By Dan Arritt     12/29/2016

For someone who’s been overshadowed on the basketball court most of her young life, Jayda Adams has still managed to cast an impressive one of her own.

Now a senior at Mater Dei, she finally has the spotlight all to herself, and not just on the Monarchs, but within her tight-knit family as well.

Adams is clearly the best player for Mater Dei this season, the one who’s sought out by her teammates for guidance, looked up to for leadership and routinely asked to bury a clutch basket in a tight game.

Adams didn’t have nearly this many eyes pointed in her direction during her first three years at Mater Dei, and rightly so, considering the talent on the court with her at that time.

Duke recruiters saw enough of Adams, however, and offered the 5-foot-11 combo guard a full scholarship, which she secured last month by signing a letter-of-intent.

“I’m super excited,” Adams said of the opportunity to play for the Blue Devils, who have advanced to the Elite Eight or further in 11 of the last 19 NCAA Tournaments. “The competition is where I want it to be.”

As a freshman and sophomore at Mater Dei, she played for one of the best teams in the nation and shared the court with Katie Lou Samuelson, a 6-3 wing who was considered the top player in the country her senior year, leading the Monarchs to the Division I state finals.

Samuelson has since taken her skills to Connecticut, helping the Huskies win their fourth consecutive NCAA championship last March.

Adams’ role grew substantially last season after Samuelson moved on, but she still shared the court with Ally Rosenblum, a 6-4 center who averaged a team-high 17.7 points en route earning first-team all-Orange County honors by the Register.

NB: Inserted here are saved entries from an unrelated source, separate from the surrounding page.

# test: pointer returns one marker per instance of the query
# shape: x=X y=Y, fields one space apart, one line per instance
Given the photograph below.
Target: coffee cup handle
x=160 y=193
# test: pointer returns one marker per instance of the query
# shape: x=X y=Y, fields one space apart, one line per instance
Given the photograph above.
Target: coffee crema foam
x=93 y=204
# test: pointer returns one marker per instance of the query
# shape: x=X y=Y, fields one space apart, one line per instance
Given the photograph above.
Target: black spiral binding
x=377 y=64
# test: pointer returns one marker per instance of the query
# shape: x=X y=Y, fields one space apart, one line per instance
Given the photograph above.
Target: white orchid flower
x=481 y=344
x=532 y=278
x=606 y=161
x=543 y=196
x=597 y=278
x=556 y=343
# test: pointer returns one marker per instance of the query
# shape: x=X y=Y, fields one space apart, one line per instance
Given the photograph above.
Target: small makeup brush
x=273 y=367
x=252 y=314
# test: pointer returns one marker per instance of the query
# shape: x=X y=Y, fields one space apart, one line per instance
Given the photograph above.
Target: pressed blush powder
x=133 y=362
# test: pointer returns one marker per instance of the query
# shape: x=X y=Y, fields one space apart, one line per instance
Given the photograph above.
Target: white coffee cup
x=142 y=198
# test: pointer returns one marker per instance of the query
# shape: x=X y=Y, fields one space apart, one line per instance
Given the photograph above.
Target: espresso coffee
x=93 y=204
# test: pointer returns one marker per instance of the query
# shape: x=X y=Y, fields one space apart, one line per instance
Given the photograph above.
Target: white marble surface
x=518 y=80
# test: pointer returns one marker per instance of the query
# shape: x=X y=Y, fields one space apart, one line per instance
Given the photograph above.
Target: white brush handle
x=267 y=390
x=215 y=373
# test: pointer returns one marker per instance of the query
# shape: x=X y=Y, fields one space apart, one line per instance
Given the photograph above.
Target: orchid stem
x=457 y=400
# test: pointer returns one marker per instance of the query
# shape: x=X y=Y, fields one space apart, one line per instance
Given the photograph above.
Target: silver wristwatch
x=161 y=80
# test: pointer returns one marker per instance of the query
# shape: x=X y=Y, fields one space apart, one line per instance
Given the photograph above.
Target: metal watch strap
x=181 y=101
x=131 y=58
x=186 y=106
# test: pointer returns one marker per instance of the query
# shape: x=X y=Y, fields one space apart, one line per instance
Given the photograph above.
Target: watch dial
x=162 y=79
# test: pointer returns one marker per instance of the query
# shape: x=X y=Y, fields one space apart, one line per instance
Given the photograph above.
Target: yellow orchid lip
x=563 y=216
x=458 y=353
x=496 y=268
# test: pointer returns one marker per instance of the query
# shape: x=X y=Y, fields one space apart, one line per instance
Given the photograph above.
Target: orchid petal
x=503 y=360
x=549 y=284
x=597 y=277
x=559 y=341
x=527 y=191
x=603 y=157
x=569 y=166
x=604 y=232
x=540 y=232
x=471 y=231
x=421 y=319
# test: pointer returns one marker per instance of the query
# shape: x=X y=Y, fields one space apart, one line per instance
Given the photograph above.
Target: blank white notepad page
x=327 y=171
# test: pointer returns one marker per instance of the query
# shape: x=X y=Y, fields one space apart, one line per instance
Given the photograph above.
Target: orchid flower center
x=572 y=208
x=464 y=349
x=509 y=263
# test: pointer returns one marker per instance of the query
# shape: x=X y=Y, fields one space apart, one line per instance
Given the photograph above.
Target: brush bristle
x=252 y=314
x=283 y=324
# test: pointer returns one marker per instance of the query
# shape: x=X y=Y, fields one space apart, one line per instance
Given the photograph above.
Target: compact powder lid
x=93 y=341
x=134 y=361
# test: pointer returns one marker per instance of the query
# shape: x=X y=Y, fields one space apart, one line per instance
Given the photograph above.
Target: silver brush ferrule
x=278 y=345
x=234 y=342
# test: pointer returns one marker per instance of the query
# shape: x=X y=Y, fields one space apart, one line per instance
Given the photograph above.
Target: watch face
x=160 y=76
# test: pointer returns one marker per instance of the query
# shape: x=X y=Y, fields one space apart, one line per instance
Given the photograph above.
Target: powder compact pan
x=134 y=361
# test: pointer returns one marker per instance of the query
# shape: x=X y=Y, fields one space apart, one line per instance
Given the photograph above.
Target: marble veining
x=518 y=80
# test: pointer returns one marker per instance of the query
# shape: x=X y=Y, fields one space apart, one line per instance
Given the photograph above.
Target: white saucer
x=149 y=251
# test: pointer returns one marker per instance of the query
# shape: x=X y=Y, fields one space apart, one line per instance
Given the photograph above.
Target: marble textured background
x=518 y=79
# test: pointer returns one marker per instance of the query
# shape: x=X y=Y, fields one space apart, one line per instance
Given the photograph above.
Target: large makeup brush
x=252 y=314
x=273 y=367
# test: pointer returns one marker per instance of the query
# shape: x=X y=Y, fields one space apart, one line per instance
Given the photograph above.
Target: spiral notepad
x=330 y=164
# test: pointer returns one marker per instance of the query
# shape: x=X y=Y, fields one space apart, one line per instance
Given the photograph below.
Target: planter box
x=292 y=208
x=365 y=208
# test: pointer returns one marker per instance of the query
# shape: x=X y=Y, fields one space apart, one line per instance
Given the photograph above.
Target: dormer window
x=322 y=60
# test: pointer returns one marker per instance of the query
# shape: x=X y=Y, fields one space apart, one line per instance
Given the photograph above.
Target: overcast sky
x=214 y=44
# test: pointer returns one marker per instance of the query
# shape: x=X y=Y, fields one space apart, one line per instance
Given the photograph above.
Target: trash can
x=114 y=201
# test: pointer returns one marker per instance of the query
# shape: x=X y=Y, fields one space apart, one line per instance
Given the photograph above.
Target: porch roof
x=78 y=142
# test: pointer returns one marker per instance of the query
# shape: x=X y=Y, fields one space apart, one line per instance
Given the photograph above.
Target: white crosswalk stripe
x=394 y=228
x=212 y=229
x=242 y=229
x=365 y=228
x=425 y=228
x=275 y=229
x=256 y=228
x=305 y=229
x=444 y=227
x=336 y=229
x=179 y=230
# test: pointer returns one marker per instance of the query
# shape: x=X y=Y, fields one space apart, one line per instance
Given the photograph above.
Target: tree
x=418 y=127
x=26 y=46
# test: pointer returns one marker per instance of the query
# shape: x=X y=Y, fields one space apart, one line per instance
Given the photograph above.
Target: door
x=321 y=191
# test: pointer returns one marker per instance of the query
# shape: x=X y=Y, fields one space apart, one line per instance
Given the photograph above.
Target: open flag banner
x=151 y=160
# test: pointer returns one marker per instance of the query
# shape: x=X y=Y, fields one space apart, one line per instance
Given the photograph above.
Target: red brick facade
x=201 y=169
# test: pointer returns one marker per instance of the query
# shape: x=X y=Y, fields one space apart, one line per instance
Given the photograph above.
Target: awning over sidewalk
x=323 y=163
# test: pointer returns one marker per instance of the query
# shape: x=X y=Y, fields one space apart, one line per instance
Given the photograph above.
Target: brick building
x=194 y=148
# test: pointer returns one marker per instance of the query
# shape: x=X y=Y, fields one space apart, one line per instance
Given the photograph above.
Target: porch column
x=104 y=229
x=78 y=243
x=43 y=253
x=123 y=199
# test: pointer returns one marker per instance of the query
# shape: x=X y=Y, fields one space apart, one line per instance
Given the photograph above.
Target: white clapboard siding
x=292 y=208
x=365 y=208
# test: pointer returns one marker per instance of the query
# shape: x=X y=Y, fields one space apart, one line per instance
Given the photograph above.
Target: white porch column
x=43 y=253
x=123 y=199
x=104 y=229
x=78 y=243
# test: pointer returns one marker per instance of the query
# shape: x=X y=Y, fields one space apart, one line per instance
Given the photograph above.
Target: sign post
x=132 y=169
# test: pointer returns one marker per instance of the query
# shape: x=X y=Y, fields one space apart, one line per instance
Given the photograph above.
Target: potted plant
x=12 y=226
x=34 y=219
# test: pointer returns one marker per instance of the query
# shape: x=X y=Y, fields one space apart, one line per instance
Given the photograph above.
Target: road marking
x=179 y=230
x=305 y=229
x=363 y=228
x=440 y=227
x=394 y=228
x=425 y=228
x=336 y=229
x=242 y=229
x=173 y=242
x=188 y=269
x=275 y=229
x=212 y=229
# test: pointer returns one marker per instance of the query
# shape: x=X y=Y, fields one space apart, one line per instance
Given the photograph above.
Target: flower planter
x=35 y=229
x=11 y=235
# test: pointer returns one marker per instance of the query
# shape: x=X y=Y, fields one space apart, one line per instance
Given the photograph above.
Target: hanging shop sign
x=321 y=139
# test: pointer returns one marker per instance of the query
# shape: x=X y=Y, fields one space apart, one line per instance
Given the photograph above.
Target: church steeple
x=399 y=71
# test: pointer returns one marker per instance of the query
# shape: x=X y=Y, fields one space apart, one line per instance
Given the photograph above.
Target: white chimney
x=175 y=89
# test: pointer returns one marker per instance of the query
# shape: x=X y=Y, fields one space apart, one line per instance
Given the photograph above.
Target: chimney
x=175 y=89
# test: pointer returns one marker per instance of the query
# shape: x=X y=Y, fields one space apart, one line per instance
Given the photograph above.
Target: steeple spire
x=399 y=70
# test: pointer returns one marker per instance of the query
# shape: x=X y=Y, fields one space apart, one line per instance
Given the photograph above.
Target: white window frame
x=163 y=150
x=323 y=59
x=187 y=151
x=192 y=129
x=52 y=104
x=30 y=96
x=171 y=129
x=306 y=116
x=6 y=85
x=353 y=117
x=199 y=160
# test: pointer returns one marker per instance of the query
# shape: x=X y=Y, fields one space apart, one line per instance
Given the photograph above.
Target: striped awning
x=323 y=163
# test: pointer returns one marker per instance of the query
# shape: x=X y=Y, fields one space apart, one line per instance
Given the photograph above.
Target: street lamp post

Rosenblum now plays for UCLA.

Even growing up, Adams was known more as the little sister of Jordan Adams, who starred for Mater Dei from 2008-20012 before heading to USC. After a slow start, Jordan’s career began picking up momentum two years ago, but then last season was lost to injury and then academic ineligibility.

Jordan returned this fall for what was to be her final season with the Trojans, but suffered a season-ending knee injury in the sixth game.

Jayda said she’s dedicating this season to Jordan, who’s now watching her sister’s every move.

“I’ve always looked up to her, so it’s really weird that she’s not playing, but she’s always here with me,” Jayda said. “She tells me what to do when I’m not doing well and how to do things better, and how to be a good teammate and a great leader, so it has some benefits to it.”

Adams said she’s ready, willing and excited to finally put the Monarchs on her shoulders, and she’s quickly adjusting to the new roles she’s being asked to play within the offense.

A high-percentage perimeter shooter with excellent ball-handling and passing skills, Adams is being positioned more in the high post, which means allowing another player to dribble the ball up the floor and initiate the offense.

“Unless she can figure a way to pass to herself, we’ve got to move her around,” said Mater Dei coach Kevin Kiernan.

Adams is more than willing to oblige.

“That’s what we need right now,” she said. “Whatever I have to do to win, I’m going to do it.”